Will Reality Set In?
As we begin the second session of the 110th Congress today, Republicans will do our part by ensuring, as we did last year, that onerous or dangerous laws stay on the shelf, while working to enact needed security and economic policy to keep the country strong.
When the Democratic majority adopted a winner-take-all approach last year, Republicans held together. Senate Democrats tried again and again to pass partisan legislation while ignoring our input. They failed.
Partisanship was strongest on issues of national security. By the end of the year, the Majority had held 34 votes related to the war in Iraq and its opposition to the Petraeus Plan. Yet whenever Republicans defended the view that Congress should not substitute its military judgment for the judgment of our military commanders or cut off funds for troops in the field, we prevailed.

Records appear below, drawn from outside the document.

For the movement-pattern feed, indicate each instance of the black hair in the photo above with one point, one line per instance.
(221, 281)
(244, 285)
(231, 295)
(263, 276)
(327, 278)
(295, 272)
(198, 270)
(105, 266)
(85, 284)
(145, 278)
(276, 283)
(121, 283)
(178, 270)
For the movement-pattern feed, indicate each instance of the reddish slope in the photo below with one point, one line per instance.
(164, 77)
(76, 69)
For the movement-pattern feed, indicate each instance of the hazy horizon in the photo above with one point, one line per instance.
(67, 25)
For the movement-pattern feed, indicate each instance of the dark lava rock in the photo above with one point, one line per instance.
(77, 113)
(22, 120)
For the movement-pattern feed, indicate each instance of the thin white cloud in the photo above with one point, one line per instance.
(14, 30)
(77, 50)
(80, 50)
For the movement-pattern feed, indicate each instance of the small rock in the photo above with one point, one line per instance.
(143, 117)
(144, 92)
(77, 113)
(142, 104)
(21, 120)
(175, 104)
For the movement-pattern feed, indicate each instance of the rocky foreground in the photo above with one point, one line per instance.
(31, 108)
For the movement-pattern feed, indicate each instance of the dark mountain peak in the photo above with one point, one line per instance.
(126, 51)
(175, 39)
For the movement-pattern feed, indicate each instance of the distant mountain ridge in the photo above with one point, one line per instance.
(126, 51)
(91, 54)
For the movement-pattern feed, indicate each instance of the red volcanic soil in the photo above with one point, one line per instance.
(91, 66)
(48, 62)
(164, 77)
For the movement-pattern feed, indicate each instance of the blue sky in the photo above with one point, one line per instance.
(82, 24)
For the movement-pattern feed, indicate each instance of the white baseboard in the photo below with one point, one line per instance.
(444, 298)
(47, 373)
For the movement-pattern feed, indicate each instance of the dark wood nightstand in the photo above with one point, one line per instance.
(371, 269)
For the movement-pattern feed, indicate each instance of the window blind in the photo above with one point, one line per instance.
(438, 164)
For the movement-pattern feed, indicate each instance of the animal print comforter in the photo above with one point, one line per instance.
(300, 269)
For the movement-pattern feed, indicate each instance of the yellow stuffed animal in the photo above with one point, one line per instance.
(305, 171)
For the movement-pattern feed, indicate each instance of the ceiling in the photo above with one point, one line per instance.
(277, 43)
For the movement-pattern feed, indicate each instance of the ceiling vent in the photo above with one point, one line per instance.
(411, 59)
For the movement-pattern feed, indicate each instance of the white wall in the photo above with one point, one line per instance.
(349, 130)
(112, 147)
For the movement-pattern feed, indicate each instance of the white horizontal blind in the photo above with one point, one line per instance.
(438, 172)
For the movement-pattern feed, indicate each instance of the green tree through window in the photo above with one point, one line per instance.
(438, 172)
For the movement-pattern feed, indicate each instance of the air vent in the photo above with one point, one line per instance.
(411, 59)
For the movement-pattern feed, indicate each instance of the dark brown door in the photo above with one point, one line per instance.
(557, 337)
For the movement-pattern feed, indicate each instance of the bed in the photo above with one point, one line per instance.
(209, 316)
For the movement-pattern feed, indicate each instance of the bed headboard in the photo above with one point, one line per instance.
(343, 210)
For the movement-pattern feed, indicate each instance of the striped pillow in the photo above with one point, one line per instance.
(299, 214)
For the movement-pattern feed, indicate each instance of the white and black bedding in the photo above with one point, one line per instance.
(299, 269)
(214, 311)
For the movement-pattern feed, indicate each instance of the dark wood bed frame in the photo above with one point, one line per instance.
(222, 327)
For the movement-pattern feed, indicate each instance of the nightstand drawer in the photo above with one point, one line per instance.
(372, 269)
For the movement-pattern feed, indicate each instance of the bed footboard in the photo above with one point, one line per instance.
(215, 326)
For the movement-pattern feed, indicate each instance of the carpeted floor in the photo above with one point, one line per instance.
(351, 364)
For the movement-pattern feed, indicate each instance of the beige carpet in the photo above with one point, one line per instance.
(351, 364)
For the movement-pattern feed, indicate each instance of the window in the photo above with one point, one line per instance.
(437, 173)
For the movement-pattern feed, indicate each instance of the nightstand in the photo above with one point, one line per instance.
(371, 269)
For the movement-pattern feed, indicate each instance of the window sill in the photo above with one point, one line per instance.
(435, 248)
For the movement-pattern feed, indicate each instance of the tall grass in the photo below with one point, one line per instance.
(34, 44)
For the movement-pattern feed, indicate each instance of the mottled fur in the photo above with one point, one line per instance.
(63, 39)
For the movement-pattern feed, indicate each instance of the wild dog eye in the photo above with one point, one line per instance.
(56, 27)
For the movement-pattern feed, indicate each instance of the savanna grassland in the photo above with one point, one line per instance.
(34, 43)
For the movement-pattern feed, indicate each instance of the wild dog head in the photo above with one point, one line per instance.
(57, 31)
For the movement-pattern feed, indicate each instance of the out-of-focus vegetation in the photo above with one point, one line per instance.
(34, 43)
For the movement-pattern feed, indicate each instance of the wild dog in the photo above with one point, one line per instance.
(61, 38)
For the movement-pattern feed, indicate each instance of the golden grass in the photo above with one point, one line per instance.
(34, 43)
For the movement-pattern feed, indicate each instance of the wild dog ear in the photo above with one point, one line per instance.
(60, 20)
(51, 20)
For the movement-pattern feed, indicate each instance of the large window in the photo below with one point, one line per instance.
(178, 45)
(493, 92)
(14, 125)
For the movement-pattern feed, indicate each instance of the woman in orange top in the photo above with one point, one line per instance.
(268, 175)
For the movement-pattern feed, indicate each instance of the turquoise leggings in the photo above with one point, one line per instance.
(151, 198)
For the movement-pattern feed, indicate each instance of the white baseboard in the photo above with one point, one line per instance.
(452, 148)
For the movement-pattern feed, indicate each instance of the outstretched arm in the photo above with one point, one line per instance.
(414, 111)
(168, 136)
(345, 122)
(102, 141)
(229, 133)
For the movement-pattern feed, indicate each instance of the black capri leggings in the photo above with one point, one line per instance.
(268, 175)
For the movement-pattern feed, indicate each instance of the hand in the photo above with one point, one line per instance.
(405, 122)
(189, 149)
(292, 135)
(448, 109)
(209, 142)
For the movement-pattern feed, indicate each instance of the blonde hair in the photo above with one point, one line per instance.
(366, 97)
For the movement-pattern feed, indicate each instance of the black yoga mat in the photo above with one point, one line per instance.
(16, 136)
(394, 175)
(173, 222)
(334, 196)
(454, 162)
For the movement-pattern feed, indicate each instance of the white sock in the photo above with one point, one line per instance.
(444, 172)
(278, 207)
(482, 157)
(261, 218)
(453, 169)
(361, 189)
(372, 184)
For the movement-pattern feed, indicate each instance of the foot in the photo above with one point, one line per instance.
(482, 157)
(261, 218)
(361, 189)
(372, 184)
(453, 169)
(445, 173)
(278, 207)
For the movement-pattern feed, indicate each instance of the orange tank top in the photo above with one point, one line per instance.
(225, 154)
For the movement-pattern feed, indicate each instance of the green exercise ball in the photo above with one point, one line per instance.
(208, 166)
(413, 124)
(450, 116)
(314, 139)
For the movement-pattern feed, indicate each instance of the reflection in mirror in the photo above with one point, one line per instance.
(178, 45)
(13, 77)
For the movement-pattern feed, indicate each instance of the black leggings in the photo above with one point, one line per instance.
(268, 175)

But after 11 months of trying to cut funds for troops, weaken our intelligence programs and adding deficit spending, Democrats changed their tactics. They included Republicans in the debate and succeeded in passing funds for the troops, a spending bill that met the President’s top budget line, averting a middle class tax hike and passage of an energy conservation bill without raising utility rates or increasing taxes.
As we move into 2008, the problems we face are big, they’re real, and they’re urgent. And Americans expect competence, cooperation, and results. It’s in our power to deliver. And it’s in everyone’s interests that we do.
Above all, we need to come together to protect and defend Americans. We also need to come together to meet the economic challenges of our country. And we will need to come together to protect Americans’ quality of life by keeping taxes low, and by working to relieve anxieties about healthcare, tuition, the cost and quality of education, jobs, and the fate of entitlements. These goals have a common theme: protecting and strengthening America. It’s a theme that can and should guide us this year in everything we do.
Our first responsibility, of course, is to keep Americans safe. The best argument in favor of our current strategy of staying on offense in the War on Terror is the fact that not a single terrorist act has been carried out on American soil since September 11, 2001. This policy has worked. And the Senate should affirm that the Petraeus Plan is working and renew our commitment to the brave men and women of the Armed Forces whose hard work over a number of years has helped change the story in Iraq in 2007. We must continue to ensure that it does by giving those who protect us all the tools they need.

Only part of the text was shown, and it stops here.